A recent internal FBI report warns federal, state and local authorities to be alert for a potential new tool in the jihadi terror arsenal – the placing of suspicious, but harmless, bags in public places to inspire fear, disrupt public transportation and tie up police and bomb squads.
The so called "battle of suspicious bags" was encouraged by an unknown poster to a known jihadi website. On May 12th, the poster suggested an "invasions suspicious bags (sic)" in "the heart of Washington and New York," as the FBI's Washington Field Office Intelligence Division noted in its May 27th "Situational Information Report." The bags would contain not bombs, but innocuous items, a tactic that has been used by other political extremists in the U.S. in the recent past.
"The stated goal of the campaign," said the report, "was to exploit desensitization of first responders caused by response fatigue to suspicious, but harmless items."
The FBI report did not include the full text of the jihadi forum post, but said "the poster suggested packing bags with innocuous items and placing them in public areas has the capability to occupy response assets and disrupt public infrastructure and transportation." The poster's credibility was not known, according to the FBI, but the site where the information was posted was listed as a "known jihadi web site."

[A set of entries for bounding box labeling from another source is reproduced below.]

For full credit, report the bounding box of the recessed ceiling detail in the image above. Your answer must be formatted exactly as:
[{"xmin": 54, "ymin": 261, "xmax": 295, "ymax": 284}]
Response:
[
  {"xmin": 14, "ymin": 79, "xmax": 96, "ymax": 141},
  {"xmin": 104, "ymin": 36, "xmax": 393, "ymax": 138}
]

The information had also been shared among numerous law enforcement agencies in advance of the bulletin's circulation. The jihadi posting came within two weeks after an attempted car bombing in Times Square. The man charged in the case, Faisal Shahzad, has alleged link to Islamic fundamentalists overseas.
So far, no evidence of any "suspicious bag" campaign has been found in either Washington or New York.
In New York, there was a spike in calls to police about suspicious packages in the immediate aftermath of the May 1 Times Square bombing attempt, law enforcement officials said. During the week right after the failed attack there were 140 calls a day to the New York City Police Department of suspicious packages, compared with 90 per day in the week prior to the attack.
The NYPD Bomb Squad was called out in force to investigate several items, including a cooler, a pizza box and a car with propane tanks in its back seat. Each incident, however, was unrelated to the others, and showed no signs of being part of an organized campaign, officials said.
Authorities told ABC that they were familiar with the tactic of sowing fear with suspicious bags, and there were telltale signs that could help them establish whether such a campaign was underway. Anarchists have used the tactic in the U.S. with some success, at venues such as the 2000 Philadelphia Republican Convention, where hoax bomb knapsacks including some with messages were left at or near the convention.
The threat of another such campaign was also investigated prior to the Republican Convention in New York in 2004 and authorities trained for a variety of potential responses.
The FBI's Washington Field Office included the information on the jihadi posting in what has become an annual event -- the circulation of a report reminding authorities that "Summer Tourist Season Increases the Potential for Terrorist Threats."
"Washington DC and the National Capital Region (NCR) remain primary targets for Extremists, particularly during the summer tourist season, " this year's report states. The possibility of a suspicious bag campaign was at the top of a list of "indicators to assist in detecting potential terrorist activity."
The FBI's Washington Field Office declined to discuss the issues raised in the "Situational Information Report.
The FBI in New York, meanwhile, said it provides situational awareness training specifically geared towards helping patrol officers and others to determine when an bag or other object might be suspicious.
Said Special Agent Richard Kolko, spokesman for the FBI's New York Field Office, "Our Bomb Techs recently had a training class for FBI personnel from New York and several other field offices to educate them on how to identify suspicious packages, or routine items in order to help recognize what may or may not be potentially dangerous. This helps cut down on the calls for items that just don't warrant sending out the bomb squad and provides the agents on the street additional situational awareness as they go about their daily duties."
Kolko noted that this training class was not related to the Washington Field Office report or to the jihadi posting.